Digital Markets Act
Meta erfüllt DMA-Vorgaben: Wahlmöglichkeit für personalisierte Werbung
Quelle: RKB by Lupo/Pixelio
Der US-amerikanische Technologiekonzern Meta (u.a. Facebook, Instagram) wird ab Januar 2026 Nutzer:innen in der Europäischen Union erstmals eine Wahlmöglichkeit beim Umfang personalisierter Werbung auf Facebook und Instagram anbieten. Das Unternehmen reagiert damit auf Anforderungen des Gesetzes über digitale Märkte (Digital Markets Act, DMA) und Verpflichtungen, die im Rahmen intensiver Gespräche mit der EU-Kommission eingegangen wurden.
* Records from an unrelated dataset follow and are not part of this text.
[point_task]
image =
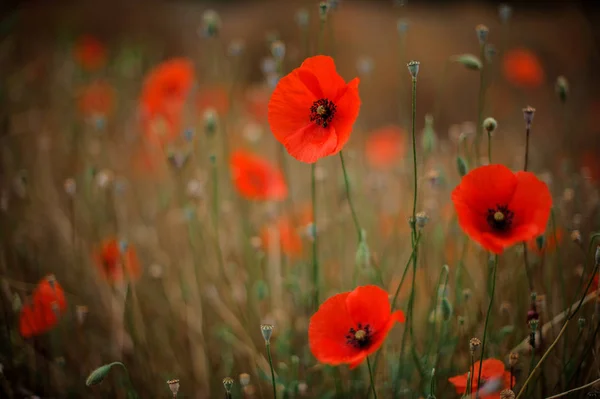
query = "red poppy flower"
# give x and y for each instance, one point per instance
(97, 99)
(215, 97)
(498, 208)
(288, 236)
(522, 68)
(350, 326)
(492, 372)
(47, 306)
(163, 97)
(90, 53)
(255, 178)
(116, 263)
(385, 146)
(312, 110)
(550, 242)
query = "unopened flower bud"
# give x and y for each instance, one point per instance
(413, 68)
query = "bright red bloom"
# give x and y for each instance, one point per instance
(312, 110)
(385, 146)
(90, 53)
(492, 371)
(255, 178)
(163, 97)
(97, 99)
(115, 264)
(350, 326)
(48, 305)
(522, 68)
(498, 208)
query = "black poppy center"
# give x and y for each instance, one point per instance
(322, 112)
(360, 337)
(500, 218)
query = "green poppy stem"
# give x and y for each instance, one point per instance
(487, 318)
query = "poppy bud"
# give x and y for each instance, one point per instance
(173, 386)
(302, 17)
(461, 165)
(278, 49)
(244, 379)
(469, 61)
(507, 394)
(228, 384)
(413, 68)
(402, 26)
(267, 331)
(211, 23)
(562, 88)
(505, 12)
(528, 113)
(482, 33)
(490, 124)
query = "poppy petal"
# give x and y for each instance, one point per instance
(327, 332)
(311, 142)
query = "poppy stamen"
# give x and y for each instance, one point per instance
(322, 112)
(500, 218)
(359, 338)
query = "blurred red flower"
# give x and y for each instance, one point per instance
(312, 110)
(117, 261)
(90, 53)
(163, 97)
(255, 178)
(385, 147)
(350, 326)
(498, 208)
(522, 68)
(42, 314)
(492, 371)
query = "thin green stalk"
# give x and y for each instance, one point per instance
(480, 104)
(560, 334)
(313, 192)
(347, 185)
(487, 318)
(372, 378)
(268, 344)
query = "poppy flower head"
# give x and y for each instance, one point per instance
(117, 261)
(498, 208)
(163, 97)
(522, 68)
(312, 110)
(90, 53)
(255, 178)
(492, 372)
(47, 306)
(384, 147)
(350, 326)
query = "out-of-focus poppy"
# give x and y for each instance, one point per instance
(96, 100)
(312, 110)
(90, 53)
(550, 242)
(522, 68)
(47, 306)
(498, 208)
(117, 261)
(255, 178)
(215, 97)
(385, 146)
(494, 378)
(164, 94)
(350, 326)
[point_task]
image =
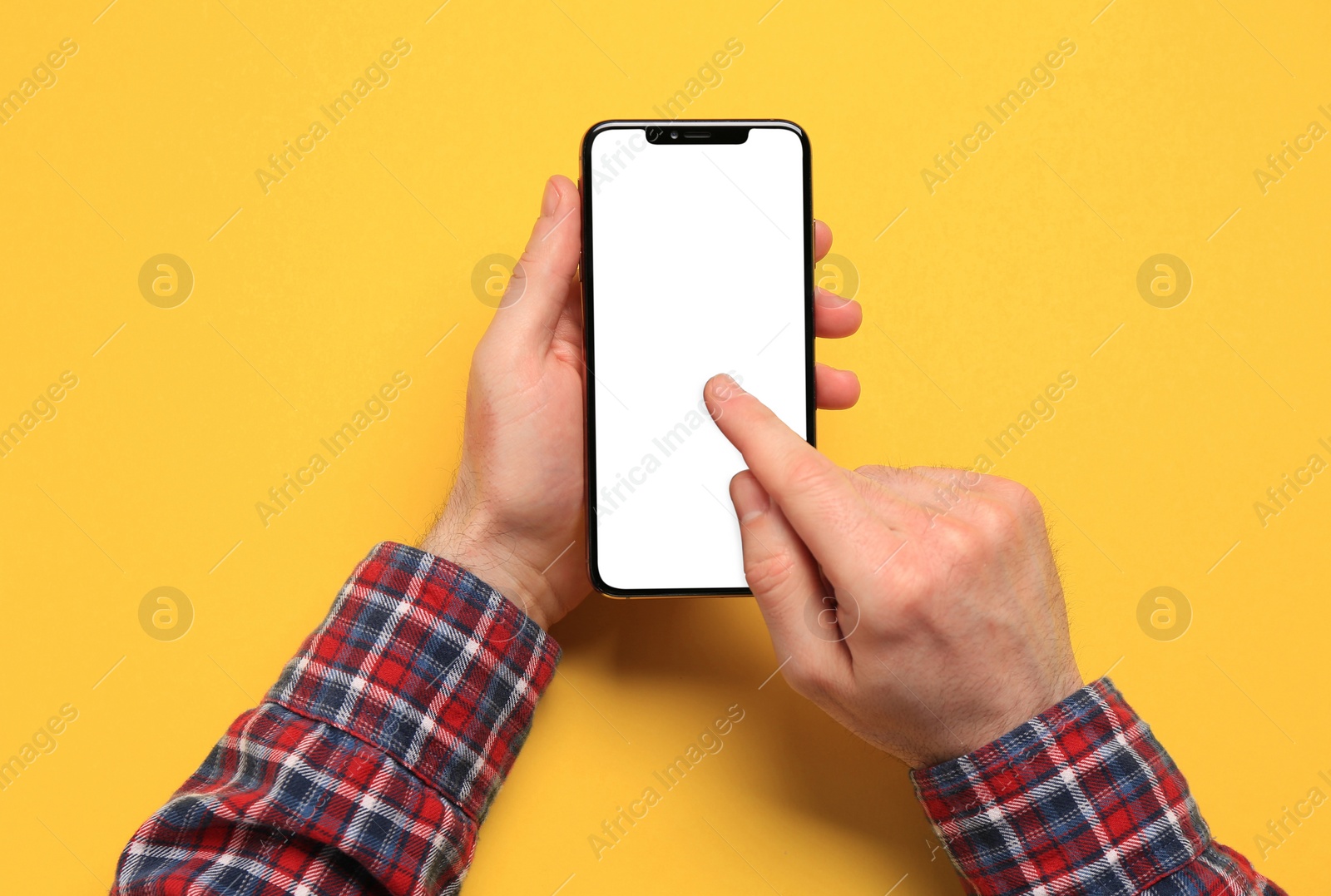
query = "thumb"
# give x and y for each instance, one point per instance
(784, 578)
(539, 285)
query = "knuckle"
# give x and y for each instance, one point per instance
(809, 679)
(997, 521)
(769, 572)
(807, 473)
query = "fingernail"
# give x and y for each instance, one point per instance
(725, 386)
(750, 498)
(550, 201)
(827, 299)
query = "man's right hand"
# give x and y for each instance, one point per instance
(938, 622)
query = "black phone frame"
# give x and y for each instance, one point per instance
(658, 133)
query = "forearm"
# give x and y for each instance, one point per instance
(1082, 799)
(373, 759)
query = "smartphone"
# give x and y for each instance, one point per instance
(698, 259)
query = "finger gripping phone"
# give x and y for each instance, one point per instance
(698, 259)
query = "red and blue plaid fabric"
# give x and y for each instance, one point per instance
(373, 759)
(1081, 799)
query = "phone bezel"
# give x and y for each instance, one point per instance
(589, 325)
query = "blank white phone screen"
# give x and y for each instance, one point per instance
(698, 270)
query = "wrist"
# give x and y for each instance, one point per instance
(496, 559)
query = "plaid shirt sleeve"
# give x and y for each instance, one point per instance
(1081, 799)
(372, 762)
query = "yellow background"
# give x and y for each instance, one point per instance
(359, 261)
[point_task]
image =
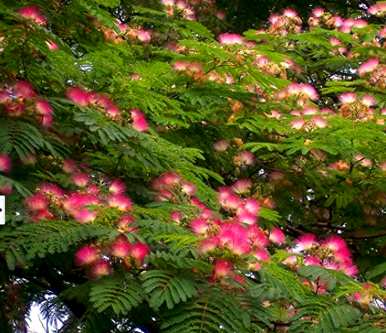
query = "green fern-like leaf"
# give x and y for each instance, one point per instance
(166, 288)
(120, 293)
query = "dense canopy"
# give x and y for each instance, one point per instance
(193, 166)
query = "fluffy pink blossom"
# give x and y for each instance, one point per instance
(84, 215)
(24, 89)
(120, 247)
(139, 251)
(43, 107)
(86, 255)
(298, 123)
(120, 201)
(306, 241)
(257, 236)
(378, 9)
(368, 66)
(319, 122)
(209, 244)
(78, 96)
(188, 188)
(242, 186)
(335, 243)
(51, 189)
(221, 145)
(251, 205)
(368, 100)
(80, 179)
(347, 98)
(230, 39)
(176, 216)
(36, 202)
(144, 35)
(52, 46)
(34, 14)
(124, 223)
(312, 261)
(69, 166)
(245, 158)
(5, 163)
(318, 12)
(139, 120)
(261, 254)
(246, 217)
(117, 186)
(222, 268)
(277, 236)
(100, 268)
(199, 226)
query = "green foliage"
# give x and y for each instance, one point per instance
(118, 293)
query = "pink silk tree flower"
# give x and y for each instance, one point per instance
(347, 98)
(120, 201)
(78, 96)
(368, 66)
(222, 268)
(139, 251)
(84, 215)
(52, 46)
(120, 247)
(318, 12)
(24, 90)
(144, 35)
(319, 122)
(277, 236)
(117, 186)
(86, 255)
(69, 166)
(36, 202)
(230, 39)
(100, 268)
(199, 226)
(80, 179)
(221, 145)
(298, 123)
(176, 216)
(242, 186)
(208, 245)
(34, 14)
(5, 163)
(43, 107)
(261, 254)
(306, 241)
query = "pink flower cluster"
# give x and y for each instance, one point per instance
(22, 99)
(181, 7)
(172, 187)
(303, 92)
(85, 203)
(379, 9)
(227, 240)
(99, 259)
(331, 253)
(230, 38)
(278, 69)
(34, 14)
(321, 17)
(355, 107)
(288, 22)
(316, 120)
(375, 71)
(102, 102)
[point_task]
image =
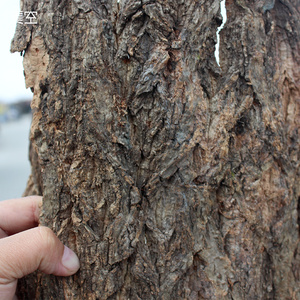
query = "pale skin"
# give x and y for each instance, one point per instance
(25, 246)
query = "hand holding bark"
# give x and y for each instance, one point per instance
(26, 247)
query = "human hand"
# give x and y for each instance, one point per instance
(24, 247)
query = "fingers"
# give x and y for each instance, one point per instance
(19, 214)
(36, 248)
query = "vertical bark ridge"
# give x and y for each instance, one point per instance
(171, 177)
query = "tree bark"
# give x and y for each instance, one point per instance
(171, 177)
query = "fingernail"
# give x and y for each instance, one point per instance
(70, 260)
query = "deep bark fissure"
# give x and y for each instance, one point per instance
(170, 176)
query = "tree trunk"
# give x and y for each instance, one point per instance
(170, 176)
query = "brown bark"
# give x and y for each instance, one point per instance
(171, 177)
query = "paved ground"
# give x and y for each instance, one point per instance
(14, 164)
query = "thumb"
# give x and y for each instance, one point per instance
(37, 248)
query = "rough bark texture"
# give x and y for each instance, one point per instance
(171, 177)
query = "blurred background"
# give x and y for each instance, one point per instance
(15, 114)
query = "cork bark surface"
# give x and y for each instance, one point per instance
(170, 176)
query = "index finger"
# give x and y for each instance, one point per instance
(19, 214)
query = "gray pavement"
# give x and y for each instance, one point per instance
(14, 163)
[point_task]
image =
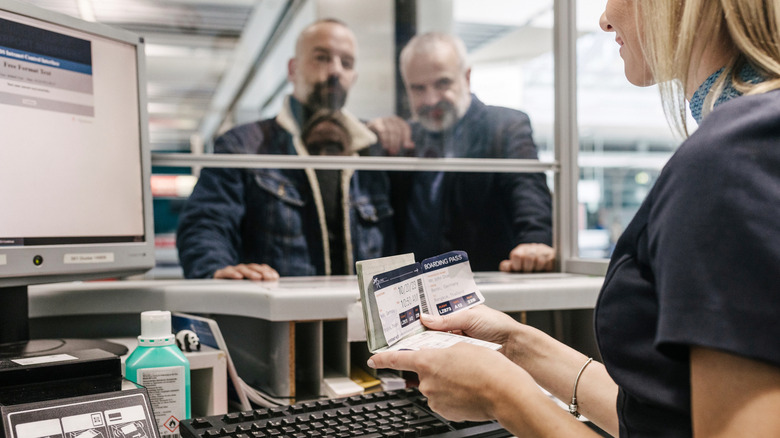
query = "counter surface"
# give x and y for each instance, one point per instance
(292, 298)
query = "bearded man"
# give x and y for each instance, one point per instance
(260, 224)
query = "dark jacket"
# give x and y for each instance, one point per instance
(274, 216)
(484, 214)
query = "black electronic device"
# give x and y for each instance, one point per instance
(117, 414)
(75, 197)
(63, 375)
(401, 413)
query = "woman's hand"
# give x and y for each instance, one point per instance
(462, 382)
(480, 322)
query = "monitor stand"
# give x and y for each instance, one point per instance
(15, 339)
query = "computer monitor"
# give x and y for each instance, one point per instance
(75, 200)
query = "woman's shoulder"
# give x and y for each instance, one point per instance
(747, 127)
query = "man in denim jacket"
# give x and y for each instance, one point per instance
(262, 223)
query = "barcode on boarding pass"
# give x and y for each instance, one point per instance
(423, 302)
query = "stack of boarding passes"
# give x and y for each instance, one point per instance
(395, 291)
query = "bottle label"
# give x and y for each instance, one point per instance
(166, 388)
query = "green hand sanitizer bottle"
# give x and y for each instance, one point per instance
(160, 366)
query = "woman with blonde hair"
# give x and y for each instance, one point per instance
(685, 321)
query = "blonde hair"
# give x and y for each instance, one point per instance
(750, 28)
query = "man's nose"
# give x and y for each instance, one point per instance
(430, 97)
(335, 67)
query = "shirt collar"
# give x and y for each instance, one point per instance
(746, 74)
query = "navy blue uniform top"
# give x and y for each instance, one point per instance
(697, 266)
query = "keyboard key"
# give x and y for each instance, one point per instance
(402, 413)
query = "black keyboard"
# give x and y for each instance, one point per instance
(401, 413)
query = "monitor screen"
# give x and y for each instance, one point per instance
(75, 202)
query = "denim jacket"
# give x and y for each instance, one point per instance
(275, 216)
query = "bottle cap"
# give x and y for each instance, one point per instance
(156, 328)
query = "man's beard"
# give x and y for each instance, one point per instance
(447, 119)
(328, 95)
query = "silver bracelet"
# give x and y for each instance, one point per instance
(573, 407)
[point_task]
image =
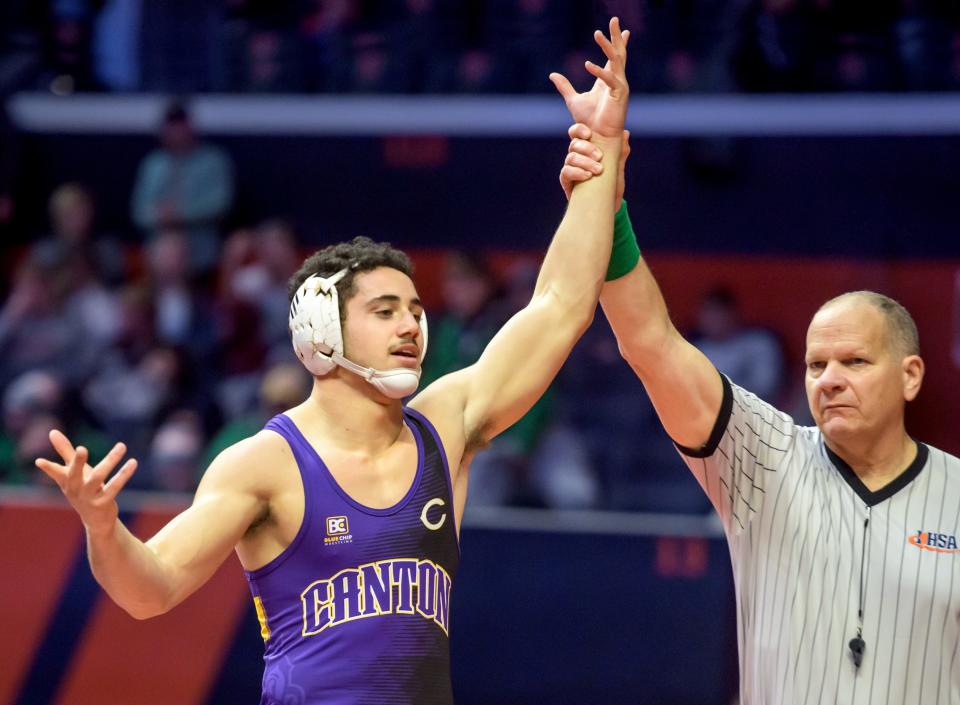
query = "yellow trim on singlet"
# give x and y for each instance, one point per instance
(262, 617)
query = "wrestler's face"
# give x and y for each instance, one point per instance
(381, 327)
(857, 377)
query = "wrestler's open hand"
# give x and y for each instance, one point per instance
(85, 487)
(603, 108)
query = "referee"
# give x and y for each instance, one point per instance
(843, 536)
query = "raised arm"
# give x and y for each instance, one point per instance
(525, 355)
(682, 383)
(147, 579)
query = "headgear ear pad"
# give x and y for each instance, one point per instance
(318, 337)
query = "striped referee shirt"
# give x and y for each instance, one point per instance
(810, 544)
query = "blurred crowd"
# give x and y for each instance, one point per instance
(176, 342)
(474, 46)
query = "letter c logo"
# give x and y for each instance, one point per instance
(433, 526)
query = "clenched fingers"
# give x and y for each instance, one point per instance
(581, 161)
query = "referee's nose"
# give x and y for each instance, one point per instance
(832, 380)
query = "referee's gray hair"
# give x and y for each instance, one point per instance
(900, 325)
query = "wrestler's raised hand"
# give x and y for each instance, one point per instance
(604, 107)
(85, 487)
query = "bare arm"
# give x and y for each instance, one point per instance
(522, 359)
(147, 579)
(681, 382)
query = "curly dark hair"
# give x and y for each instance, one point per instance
(360, 254)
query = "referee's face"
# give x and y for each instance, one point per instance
(857, 382)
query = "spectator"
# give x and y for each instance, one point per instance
(175, 452)
(36, 329)
(32, 405)
(184, 184)
(749, 356)
(283, 386)
(73, 234)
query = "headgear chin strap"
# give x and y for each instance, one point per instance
(318, 338)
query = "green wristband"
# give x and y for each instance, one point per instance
(625, 252)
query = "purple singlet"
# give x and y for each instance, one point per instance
(357, 608)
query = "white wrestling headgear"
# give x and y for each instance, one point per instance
(318, 338)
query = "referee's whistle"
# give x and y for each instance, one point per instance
(857, 646)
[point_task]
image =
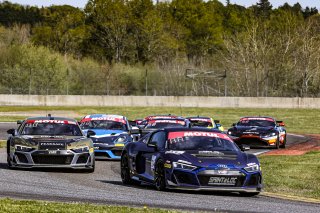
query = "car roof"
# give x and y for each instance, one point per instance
(51, 118)
(180, 129)
(267, 117)
(200, 117)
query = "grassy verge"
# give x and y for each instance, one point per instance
(8, 205)
(3, 144)
(292, 175)
(297, 120)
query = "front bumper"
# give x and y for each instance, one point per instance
(52, 159)
(202, 180)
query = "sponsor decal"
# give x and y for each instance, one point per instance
(175, 152)
(222, 181)
(176, 135)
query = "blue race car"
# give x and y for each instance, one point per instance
(191, 159)
(112, 132)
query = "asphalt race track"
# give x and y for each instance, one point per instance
(104, 186)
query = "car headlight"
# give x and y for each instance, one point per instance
(183, 166)
(252, 167)
(81, 149)
(23, 148)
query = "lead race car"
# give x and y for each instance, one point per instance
(192, 159)
(42, 142)
(259, 131)
(112, 132)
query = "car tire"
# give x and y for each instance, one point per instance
(125, 170)
(283, 145)
(249, 194)
(9, 163)
(159, 176)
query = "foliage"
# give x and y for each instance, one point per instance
(274, 50)
(9, 205)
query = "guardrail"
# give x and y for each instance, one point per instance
(158, 101)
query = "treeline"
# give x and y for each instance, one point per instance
(181, 47)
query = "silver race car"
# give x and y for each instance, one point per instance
(42, 142)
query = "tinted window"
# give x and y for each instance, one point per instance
(160, 138)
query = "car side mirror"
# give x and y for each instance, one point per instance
(11, 132)
(244, 147)
(90, 133)
(152, 144)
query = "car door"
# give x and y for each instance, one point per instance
(156, 143)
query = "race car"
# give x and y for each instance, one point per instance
(42, 142)
(158, 122)
(259, 131)
(191, 159)
(206, 122)
(112, 132)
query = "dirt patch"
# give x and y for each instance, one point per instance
(312, 144)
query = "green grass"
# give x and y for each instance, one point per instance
(292, 175)
(3, 144)
(9, 205)
(296, 120)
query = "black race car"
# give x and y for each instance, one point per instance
(42, 142)
(192, 159)
(259, 131)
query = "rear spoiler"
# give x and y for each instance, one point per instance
(280, 123)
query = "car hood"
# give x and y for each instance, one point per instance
(209, 158)
(253, 129)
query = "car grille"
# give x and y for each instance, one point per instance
(22, 158)
(52, 159)
(204, 180)
(52, 145)
(185, 178)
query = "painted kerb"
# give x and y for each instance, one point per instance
(158, 101)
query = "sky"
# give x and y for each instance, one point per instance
(246, 3)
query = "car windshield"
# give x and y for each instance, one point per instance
(200, 141)
(103, 124)
(258, 122)
(159, 124)
(51, 129)
(201, 124)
Künftig sollen EU-Nutzende zwischen zwei Modellen wählen können: der Zustimmung zur umfassenden Datennutzung für vollständig personalisierte Werbung oder einer Variante, bei der weniger personenbezogene Daten verarbeitet werden und entsprechend weniger personalisierte Anzeigen erscheinen. Die Kommission bewertet dieses Angebot als ersten Schritt zur Umsetzung der DMA-Vorgaben, die eine wirksame und freiwillige Wahlmöglichkeit beim Einsatz personalisierter Werbung verlangen.
Weitere Schritte
Nach Einführung der neuen Optionen plant die Kommission, Meta sowie relevante Marktteilnehmer um Rückmeldungen zur Akzeptanz und zu den Auswirkungen des neuen Werbemodells zu bitten. Ziel ist es zu prüfen, ob die Wahlmöglichkeiten den DMA-Anforderungen entsprechen und Nutzende ihre Rechte vollständig ausüben können.